I legami covalenti stessi non determinano la solubilità in acqua. Ciò che conta è la *molecola* formata da questi legami covalenti.
Ecco perché:
* L'acqua è una molecola polare: Le molecole d'acqua hanno un'estremità positiva (vicino agli atomi di idrogeno) e un'estremità negativa (vicino all'atomo di ossigeno). Questa polarità consente all'acqua di formare forti legami idrogeno con altre molecole polari.

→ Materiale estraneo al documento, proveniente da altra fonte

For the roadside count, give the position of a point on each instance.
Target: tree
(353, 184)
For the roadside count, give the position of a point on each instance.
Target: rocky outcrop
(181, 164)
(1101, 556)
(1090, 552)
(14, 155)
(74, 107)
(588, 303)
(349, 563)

* Le molecole polari si dissolvono nell'acqua: Quando una molecola polare come lo zucchero (glucosio) viene messa nell'acqua, le molecole d'acqua circondano la molecola di zucchero, formando legami idrogeno con i gruppi polari dello zucchero. Questa interazione rompe la molecola di zucchero e le consente di dissolversi.
* Le molecole non polari sono insolubili in acqua: Le molecole non polari, come il petrolio, non hanno la stessa polarità. Le molecole d'acqua non possono formare forti legami idrogeno con esse, quindi rimangono separate e non si dissolvono.
Quindi, la solubilità di un composto covalente in acqua dipende dalla sua polarità complessiva:
* Molecole covalenti polari: Queste molecole hanno una distribuzione non uniforme degli elettroni, creando cariche parziali. Sono *solubili* in acqua perché possono formare legami idrogeno con le molecole d'acqua. Esempi:zucchero, etanolo.
* Molecole covalenti non polari: Queste molecole hanno una distribuzione uniforme degli elettroni, che non porta a cariche parziali. Sono *insolubili* in acqua perché non possono formare legami idrogeno con le molecole d'acqua. Esempi:petrolio, metano.
In sintesi: Non è il legame covalente in sé, ma la *polarità* della molecola creata dal legame che determina la solubilità in acqua.